Training Dynamics and instability: The router assigns probabilities to each expert. To avoid overfitting or “expert collapse” (where the router sends everything to one expert), noise is often added to the router’s output during training. Some models choose one top expert, while others choose multiple and average their outputs. This is called the “auxilliary loss free” strategy to controll training biases.

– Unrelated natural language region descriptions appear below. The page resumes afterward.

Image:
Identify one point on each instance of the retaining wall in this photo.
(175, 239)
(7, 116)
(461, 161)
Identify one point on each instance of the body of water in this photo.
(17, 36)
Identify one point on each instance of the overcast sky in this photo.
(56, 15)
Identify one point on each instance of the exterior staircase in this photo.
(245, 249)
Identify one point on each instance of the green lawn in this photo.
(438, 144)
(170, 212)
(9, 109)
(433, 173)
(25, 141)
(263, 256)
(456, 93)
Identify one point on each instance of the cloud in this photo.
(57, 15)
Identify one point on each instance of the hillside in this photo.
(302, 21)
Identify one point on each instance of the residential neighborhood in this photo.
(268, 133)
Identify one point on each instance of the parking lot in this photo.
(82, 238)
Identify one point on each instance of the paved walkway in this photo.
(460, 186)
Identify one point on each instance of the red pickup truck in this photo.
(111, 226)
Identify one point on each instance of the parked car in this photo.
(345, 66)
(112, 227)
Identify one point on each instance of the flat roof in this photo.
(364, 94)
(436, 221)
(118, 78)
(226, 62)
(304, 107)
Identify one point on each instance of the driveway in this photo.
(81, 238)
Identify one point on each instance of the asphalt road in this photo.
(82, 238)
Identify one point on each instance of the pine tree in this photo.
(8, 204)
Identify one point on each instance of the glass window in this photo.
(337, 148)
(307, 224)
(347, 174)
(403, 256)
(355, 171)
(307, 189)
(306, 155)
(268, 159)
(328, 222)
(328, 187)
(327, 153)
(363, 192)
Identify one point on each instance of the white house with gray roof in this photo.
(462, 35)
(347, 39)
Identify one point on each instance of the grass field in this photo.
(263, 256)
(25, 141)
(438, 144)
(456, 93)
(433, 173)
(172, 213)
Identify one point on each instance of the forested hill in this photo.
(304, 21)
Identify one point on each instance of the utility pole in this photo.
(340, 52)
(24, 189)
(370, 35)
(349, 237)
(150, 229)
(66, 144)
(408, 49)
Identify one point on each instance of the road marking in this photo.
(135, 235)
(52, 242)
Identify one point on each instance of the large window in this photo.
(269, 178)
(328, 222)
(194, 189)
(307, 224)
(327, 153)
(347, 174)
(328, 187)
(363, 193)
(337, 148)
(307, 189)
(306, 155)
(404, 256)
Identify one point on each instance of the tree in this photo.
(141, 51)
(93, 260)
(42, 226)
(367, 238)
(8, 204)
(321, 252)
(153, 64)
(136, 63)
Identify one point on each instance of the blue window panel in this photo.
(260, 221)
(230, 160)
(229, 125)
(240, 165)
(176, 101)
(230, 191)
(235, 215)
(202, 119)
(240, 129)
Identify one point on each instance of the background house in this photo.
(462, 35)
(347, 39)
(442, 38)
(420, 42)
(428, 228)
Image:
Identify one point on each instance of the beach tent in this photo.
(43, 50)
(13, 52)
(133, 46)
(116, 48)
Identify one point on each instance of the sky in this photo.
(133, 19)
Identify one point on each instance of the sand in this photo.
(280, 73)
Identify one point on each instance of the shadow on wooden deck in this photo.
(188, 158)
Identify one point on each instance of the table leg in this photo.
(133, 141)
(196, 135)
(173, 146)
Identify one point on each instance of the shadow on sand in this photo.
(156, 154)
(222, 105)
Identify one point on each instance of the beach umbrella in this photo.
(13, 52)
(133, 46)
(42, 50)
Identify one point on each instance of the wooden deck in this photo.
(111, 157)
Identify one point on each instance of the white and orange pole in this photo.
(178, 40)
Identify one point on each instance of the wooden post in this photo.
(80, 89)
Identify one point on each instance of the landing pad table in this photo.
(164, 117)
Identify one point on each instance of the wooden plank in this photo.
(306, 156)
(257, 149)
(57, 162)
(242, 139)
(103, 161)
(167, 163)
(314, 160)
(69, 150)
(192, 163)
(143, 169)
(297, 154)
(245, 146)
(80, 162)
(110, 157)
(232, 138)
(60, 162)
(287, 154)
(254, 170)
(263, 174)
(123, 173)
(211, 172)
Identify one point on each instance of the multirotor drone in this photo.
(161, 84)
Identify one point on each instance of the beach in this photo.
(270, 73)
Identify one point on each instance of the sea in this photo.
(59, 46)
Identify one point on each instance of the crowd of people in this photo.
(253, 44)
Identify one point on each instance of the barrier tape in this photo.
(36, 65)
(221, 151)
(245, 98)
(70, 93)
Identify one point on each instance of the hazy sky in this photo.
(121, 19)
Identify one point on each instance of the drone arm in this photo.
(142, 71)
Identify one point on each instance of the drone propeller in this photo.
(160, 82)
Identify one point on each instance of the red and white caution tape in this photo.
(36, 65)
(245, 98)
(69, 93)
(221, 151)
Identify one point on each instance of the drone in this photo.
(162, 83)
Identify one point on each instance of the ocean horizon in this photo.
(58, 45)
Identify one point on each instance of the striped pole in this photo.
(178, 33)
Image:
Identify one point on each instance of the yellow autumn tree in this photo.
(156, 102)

Mixture of Experts Architecture

The Challenges of MoE

  • The RAM Wall: Even if only a small percentage of parameters are used for computation, all 671B parameters must still reside in GPU memory. This makes MoE models difficult to run on consumer hardware.
  • Communication Overhead: In distributed training, experts are often split across different GPUs. If a token on GPU 1 needs an expert on GPU 4, data must travel over the network. DeepSeek-V3 employs “Node-Limited Routing” to minimize this congestion.

Summary: MoE is the better choice for major labs (like DeepSeek, Google, or OpenAI) trying to maximize intelligence per dollar of training cost. Dense SwiGLU remains the standard for reliability, ease of deployment, and local execution.